Garrett Graves, the Republican congressman from Louisiana who has emerged as the point person for Republican Speaker of the House Kevin McCarthy, left the meeting room on Capitol Hill where the talks were taking place Friday morning, telling reporters that negotiators were “press break.” Will give
“Until people are willing to have a proper conversation about how you can actually step forward and do the right thing, we’re not going to sit here talking to ourselves,” Graves said.
The White House did not immediately respond to a request for comment.
Graves’ harsh words came just a day after McCarthy suggested that a deal to raise the debt ceiling could be put through the House of Representatives as soon as next week. Before being signed into law by President Joe Biden, any debt ceiling deal would need to pass the House, which is controlled by Republicans, and the Senate, which is held by Democrats.

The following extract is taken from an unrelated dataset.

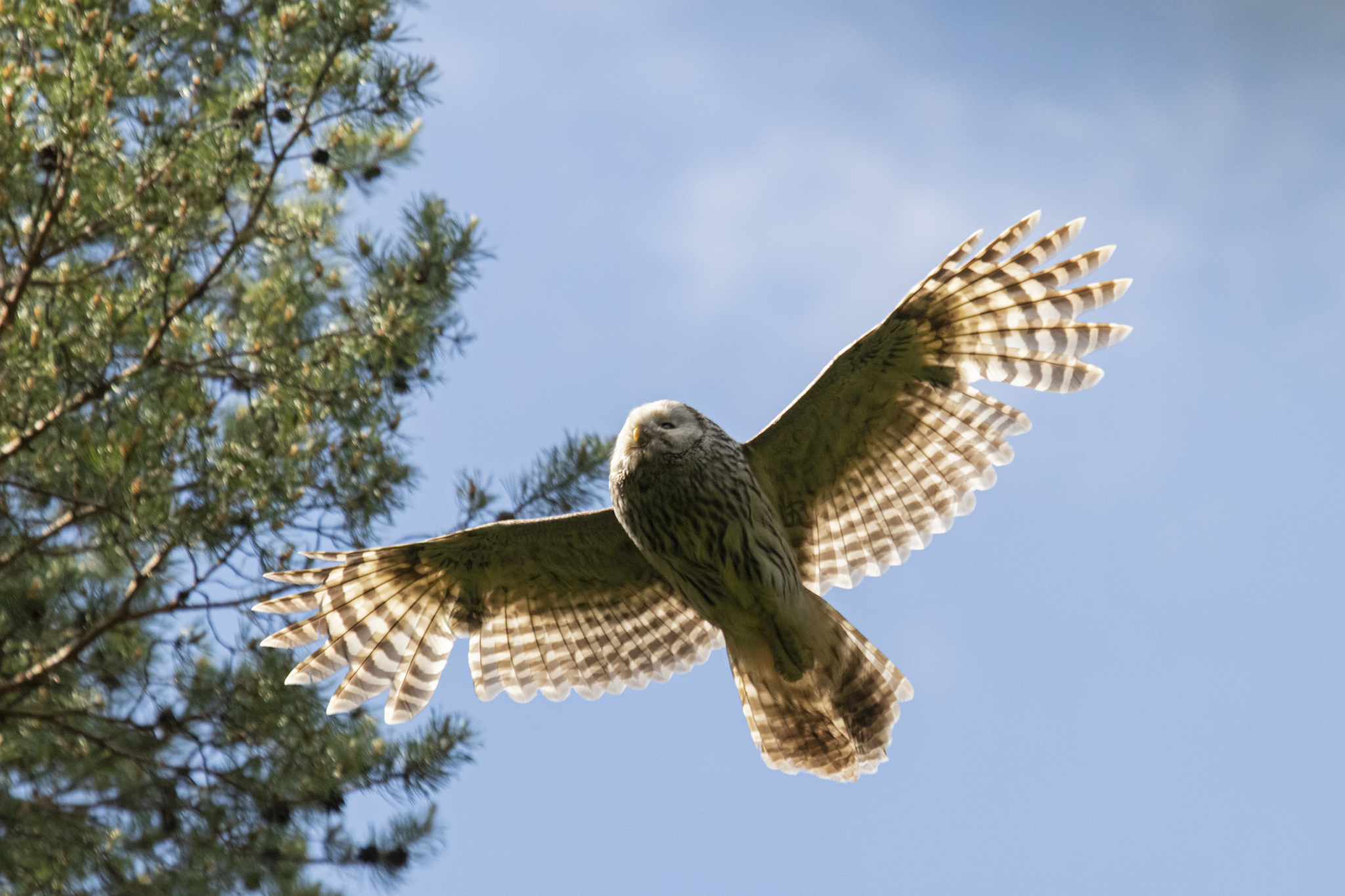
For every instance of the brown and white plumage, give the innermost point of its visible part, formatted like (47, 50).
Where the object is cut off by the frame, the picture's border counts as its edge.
(712, 542)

Lawmakers are scrambling to strike a deal before June 1, which Treasury Secretary Janet Yellen has identified as the so-called X-date when the government risks running out of cash and defaulting on its obligations .
“We are not there, we have not agreed to anything yet. But I see a way that we can come to an agreement,” McCarthy told reporters on Capitol Hill on Thursday, in remarks that would gained momentum and sent the blue-chip S&P 500 index and Nasdaq Composite to their highest levels since August.
But members of McCarthy’s own party poured cold water on his optimism later Thursday when he suggested they would not support any deal struck with the White House.
The Freedom Caucus of right-wing lawmakers issued a statement indicating they were prepared to support only a Republican bill that recently passed the House to raise the debt ceiling to cut spending. Which is a non-starter with the Democrats.
The Freedom Caucus said, “There should be no further discussion until the legislation is passed by the Senate.”
The statement from the Freedom Caucus outlined a difficult political balancing act for McCarthy as he seeks to keep his often-fractious convention together while at the same time brokering a deal that satisfies Biden and congressional Democrats.
Biden is similarly walking a political tightrope as he seeks to strike a deal without alienating more progressive members of his own party, who have frowned at the suggestion that the president might sign off on Republican requests that include Includes strict work requirements for people claiming social welfare benefits. ,
Biden traveled to Japan on Wednesday for G7 meetings but is cutting his trip short and will return to Washington on Sunday in light of the debt ceiling impasse.